SENEGAL-SOCIÉTÉ
Dakar, 21 fév (APS) – Une marche pacifique contre les bavures policières, organisée samedi soir à Dakar par le Collectif contre les bavures policières, a réuni quelques dizaines de participants venus réclamer “vérité et justice”, sous l’encadrement des forces de sécurité, notamment de la police.
Partis du Casino de Liberté 1 peu avant 16 heures, les manifestants ont chanté l’hymne national avant de rallier le rond-point Jet d’Eau, scandant des slogans dénonçant les violences policières. Des drapelets aux couleurs de la République ainsi que des pancartes et banderoles arboraient les mentions : “Justice pour nos martyrs”, “Non aux bavures policières”, “Justice pour Abdoulaye Ba”, “Exigeons vérité et justice”, “Non à l’impunité” et “Non à la violence”.

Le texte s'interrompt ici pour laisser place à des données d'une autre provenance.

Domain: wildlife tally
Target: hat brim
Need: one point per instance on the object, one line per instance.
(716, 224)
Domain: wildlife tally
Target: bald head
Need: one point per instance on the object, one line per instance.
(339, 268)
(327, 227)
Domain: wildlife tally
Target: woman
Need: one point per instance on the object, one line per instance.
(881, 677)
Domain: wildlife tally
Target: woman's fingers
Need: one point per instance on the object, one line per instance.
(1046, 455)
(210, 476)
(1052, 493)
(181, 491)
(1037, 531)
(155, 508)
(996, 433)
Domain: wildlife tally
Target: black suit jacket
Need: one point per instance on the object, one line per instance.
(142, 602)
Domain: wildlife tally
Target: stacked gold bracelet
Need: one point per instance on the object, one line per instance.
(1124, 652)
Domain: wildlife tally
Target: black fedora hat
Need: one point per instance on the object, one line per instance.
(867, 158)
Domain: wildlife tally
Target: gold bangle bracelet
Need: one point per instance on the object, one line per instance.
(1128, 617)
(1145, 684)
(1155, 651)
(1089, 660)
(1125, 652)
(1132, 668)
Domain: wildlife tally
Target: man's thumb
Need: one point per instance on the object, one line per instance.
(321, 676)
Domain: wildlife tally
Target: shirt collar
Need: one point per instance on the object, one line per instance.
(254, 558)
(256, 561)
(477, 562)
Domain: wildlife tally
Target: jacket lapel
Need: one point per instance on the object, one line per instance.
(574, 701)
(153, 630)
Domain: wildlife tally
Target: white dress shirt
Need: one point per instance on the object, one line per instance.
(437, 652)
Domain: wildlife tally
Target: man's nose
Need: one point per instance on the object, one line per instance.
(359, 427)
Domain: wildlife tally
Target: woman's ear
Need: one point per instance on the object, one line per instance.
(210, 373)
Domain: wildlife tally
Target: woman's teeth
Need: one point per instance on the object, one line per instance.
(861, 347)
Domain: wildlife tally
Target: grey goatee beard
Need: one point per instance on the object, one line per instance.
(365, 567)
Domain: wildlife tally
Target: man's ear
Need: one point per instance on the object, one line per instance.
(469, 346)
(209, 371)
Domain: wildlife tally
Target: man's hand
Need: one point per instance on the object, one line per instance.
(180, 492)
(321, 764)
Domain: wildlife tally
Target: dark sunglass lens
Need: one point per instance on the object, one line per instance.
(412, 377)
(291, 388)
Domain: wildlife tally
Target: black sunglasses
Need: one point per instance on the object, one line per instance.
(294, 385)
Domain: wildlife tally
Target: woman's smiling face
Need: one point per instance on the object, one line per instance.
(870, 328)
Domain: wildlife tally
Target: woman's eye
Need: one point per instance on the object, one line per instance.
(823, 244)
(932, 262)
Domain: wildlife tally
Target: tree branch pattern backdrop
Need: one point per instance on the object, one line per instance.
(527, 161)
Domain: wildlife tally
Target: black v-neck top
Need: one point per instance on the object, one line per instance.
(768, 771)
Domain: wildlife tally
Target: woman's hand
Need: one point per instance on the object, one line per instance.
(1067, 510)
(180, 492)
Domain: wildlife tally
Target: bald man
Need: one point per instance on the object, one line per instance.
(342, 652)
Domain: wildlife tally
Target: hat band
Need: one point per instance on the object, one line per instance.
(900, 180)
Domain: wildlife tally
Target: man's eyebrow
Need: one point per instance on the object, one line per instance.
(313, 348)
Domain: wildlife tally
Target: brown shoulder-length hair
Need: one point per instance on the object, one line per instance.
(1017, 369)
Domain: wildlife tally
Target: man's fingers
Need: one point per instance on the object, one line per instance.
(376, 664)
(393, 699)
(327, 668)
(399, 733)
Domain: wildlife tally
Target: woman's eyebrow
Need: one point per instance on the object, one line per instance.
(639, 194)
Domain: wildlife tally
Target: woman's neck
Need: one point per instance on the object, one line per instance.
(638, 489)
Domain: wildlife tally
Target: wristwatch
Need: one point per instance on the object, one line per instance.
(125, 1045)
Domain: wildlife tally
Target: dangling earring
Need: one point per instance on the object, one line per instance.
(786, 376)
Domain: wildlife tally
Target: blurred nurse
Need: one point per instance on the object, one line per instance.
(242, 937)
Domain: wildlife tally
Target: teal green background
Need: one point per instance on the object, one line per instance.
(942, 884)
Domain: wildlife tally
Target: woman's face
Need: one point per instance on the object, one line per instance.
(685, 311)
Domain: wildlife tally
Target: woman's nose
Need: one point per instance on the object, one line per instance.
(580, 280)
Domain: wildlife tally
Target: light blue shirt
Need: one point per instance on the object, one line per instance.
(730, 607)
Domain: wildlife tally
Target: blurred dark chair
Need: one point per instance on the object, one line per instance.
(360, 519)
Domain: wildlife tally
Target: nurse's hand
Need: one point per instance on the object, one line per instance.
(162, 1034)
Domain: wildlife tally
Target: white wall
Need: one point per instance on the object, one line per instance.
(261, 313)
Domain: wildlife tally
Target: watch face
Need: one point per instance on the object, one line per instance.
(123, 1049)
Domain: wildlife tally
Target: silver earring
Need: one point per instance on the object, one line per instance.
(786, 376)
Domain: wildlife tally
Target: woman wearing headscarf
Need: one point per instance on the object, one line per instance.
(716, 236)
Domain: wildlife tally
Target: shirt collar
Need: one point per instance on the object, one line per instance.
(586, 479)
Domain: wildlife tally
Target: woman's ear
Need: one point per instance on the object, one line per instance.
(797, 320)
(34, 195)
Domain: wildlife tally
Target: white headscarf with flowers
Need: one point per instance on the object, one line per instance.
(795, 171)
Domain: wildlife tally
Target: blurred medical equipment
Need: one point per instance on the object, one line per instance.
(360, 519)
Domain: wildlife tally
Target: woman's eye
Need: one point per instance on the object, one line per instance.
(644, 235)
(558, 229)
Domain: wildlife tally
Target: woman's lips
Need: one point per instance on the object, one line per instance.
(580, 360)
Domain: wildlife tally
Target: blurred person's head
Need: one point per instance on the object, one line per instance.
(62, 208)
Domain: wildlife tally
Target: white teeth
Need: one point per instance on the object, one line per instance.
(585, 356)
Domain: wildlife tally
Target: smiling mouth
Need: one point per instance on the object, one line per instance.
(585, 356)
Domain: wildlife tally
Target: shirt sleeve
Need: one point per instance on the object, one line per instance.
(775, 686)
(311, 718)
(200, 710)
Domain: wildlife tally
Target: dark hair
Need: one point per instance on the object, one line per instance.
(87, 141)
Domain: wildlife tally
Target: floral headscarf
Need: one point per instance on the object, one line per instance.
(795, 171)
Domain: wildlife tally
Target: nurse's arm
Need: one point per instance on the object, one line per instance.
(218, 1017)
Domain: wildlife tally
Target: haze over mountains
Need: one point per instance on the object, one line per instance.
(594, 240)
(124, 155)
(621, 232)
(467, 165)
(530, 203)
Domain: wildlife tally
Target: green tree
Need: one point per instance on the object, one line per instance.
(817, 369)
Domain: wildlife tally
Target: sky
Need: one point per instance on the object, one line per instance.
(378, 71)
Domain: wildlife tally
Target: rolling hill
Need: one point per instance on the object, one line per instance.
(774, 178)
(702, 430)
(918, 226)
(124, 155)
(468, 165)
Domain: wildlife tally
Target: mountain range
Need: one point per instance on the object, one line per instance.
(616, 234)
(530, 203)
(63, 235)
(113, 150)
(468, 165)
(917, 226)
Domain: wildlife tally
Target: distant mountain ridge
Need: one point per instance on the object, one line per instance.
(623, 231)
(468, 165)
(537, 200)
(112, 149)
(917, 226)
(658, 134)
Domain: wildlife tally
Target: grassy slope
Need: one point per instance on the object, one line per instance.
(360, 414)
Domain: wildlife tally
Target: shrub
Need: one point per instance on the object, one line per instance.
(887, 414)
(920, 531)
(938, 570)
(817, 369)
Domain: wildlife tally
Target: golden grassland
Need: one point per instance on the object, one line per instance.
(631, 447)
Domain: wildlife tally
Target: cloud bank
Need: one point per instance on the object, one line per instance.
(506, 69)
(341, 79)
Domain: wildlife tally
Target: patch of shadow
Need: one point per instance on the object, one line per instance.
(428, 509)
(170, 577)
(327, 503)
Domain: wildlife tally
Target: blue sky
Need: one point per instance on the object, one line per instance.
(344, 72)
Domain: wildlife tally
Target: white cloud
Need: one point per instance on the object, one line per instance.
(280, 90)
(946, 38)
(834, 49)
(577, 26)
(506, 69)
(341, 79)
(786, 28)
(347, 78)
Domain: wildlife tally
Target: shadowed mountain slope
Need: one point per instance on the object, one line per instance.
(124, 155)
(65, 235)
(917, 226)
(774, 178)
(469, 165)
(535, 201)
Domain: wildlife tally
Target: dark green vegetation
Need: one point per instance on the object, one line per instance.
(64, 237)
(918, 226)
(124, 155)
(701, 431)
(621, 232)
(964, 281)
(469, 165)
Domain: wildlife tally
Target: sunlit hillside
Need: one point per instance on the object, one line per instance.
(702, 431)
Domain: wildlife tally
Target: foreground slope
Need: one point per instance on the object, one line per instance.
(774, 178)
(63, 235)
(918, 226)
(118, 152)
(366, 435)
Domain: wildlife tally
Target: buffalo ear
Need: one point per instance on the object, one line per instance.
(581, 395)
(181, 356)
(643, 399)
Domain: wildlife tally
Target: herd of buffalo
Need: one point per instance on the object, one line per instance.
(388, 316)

Selon les organisateurs, cette mobilisation vise à attirer l’attention des pouvoirs publics sur des cas présumés d’abus et à demander l’ouverture d’enquêtes transparentes.
Momar Assane Diouf, l’un des responsables du collectif, a insisté sur la nécessité “d’établir les responsabilités” dans les dossiers évoqués. Il a plaidé pour un renforcement des mécanismes de contrôle et davantage de transparence dans le traitement des plaintes impliquant des agents des forces de défense et de sécurité.
Des membres du collectif d’étudiants et d’activistes ont également dénoncé des “violences policières récurrentes” à l’Université Cheikh Anta Diop de Dakar (UCAD),
Momar Assane Diouf a appelé l’État à situer les responsabilités et à sanctionner les auteurs présumés des bavures enregistrées lors des événements du 9 février.
Prenant la parole, Khalil Bassène, membre du collectif, a estimé que “les événements qui se sont déroulés à l’université ont été la goutte d’eau de trop”, dans un contexte marqué, selon lui, par plusieurs incidents survenus entre 2021 et 2024. Il a évoqué des “violences policières manifestes”, citant des interventions musclées et des actes de vandalisme.
“Le 9 février, les forces d’intervention ont pénétré dans le campus. Au-delà de l’usage de grenades lacrymogènes, des biens d’étudiants ont été endommagés”, a-t-il déclaré, ajoutant que le collectif a pris note des décisions annoncées par le ministre de l’Intérieur concernant les policiers impliqués, tout en jugeant ces mesures “insuffisantes”. “Nous réclamons justice pour les martyrs et justice pour Abdoulaye”, a-t-il insisté.
Pour sa part, Mame Awa Diouf, membre du collectif, a soutenu que “toutes les vies comptent” et que le maintien de l’ordre ne devrait pas entraîner de pertes en vies humaines. Elle a demandé à l’État de “situer les responsabilités” et d’appliquer, le cas échéant, “les sanctions les plus sévères possibles”.
Serigne Saliou Fall, président de la commission sociale de la faculté de médecine à l’UCAD et membre du collectif des amicales, a indiqué que 107 étudiants ont été blessés lors des récents affrontements, dont cinq cas graves, selon un bilan établi au niveau du service médical universitaire. Il a également réclamé que “toute la lumière soit faite” sur la mort de leur camarade Abdoulaye Ba.
Intervenant à son tour, Souleymane Gueye du FRAPP a dénoncé “l’impunité persistante”, qu’il considère comme un facteur aggravant des bavures. “Tant qu’il n’y aura pas de sanctions, ces pratiques risquent de se poursuivre”, a-t-il déclaré, plaidant pour “une police citoyenne”.
L’un des temps forts de la marche a été un moment de recueillement au cours duquel les manifestants ont posé un genou à terre en hommage aux victimes, réitérant leur exigence de justice. La marche s’est dispersée dans le calme à 17 heures sans incident majeur signalé.